China has taken "very positive" efforts in mobilizing people to fight severe acute respiratory syndrome (SARS), but the health authorities need to do more to allay public fears, World Health Organization (WHO) China representative Henk Bekedam told Xinhua in Beijing Thursday.
The health authorities in Beijing should provide more details of SARS patients and how they contracted the disease so as to reduce unnecessary public panic, said Bekedam.
Anyone with a fever should go to a clinic and see a doctor, regardless of whether they have SARS or not, instead of traveling and going for work, he added.
While noting that in the last 10 to 20 years, China has not invested enough in its health system, he believed that the fight against SARS will lead to an improvement in the health system of the country.
"So in three or four years China's health system will be able to deal with all the health challenges in China," he said.
Also on Thursday, the experts from the WHO divided into three groups to visit three designated hospitals for the treatment of foreign SARS patients in Shanghai.

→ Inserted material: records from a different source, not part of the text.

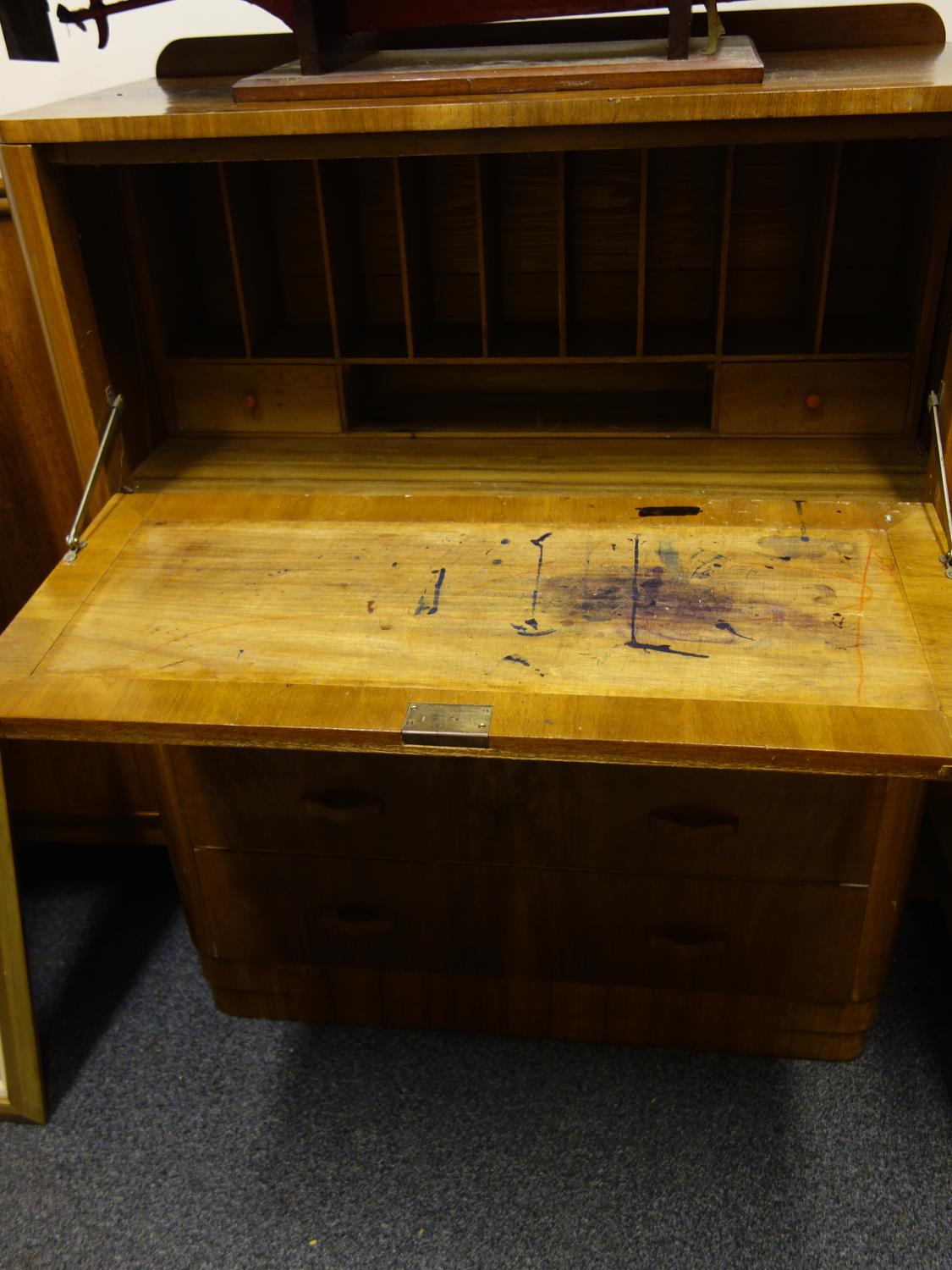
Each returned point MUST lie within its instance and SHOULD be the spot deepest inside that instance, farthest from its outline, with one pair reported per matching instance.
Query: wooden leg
(324, 41)
(715, 28)
(678, 30)
(20, 1082)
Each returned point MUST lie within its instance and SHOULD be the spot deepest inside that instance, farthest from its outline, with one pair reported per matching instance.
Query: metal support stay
(73, 540)
(933, 401)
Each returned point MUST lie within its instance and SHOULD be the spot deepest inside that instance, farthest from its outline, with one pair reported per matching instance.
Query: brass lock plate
(437, 724)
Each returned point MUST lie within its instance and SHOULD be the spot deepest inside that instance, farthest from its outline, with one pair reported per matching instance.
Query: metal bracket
(73, 540)
(933, 403)
(438, 724)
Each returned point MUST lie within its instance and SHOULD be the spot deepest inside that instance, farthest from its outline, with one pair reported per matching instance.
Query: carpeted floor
(182, 1138)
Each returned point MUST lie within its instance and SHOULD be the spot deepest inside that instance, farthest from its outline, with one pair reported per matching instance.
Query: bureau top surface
(815, 84)
(734, 632)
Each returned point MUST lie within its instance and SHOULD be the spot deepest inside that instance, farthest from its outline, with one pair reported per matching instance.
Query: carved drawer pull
(358, 919)
(696, 822)
(344, 807)
(688, 942)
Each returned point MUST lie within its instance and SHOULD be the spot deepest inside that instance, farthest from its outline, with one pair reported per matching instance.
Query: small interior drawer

The hospitals were Shanghai Municipal Pneumonic Hospital, Shanghai Municipal Center for Disease Control and Prevention (CDC) and Xuhui District CDC.
After being briefed by the Municipal Pneumonic Hospital staff, the WHO experts tested nurses on how to confirm a high fever, how to accurately investigate the disease, how to distribute patients and how to take quarantine measures.
The WHO experts also discussed cases with the hospital experts, focusing on timely and effective treatment of the disease according to the clinical symptoms and diagnostic standards.
The six WHO experts arrived in Shanghai on Monday to evaluate the status of SARS prevention and treatment and will finish on Friday.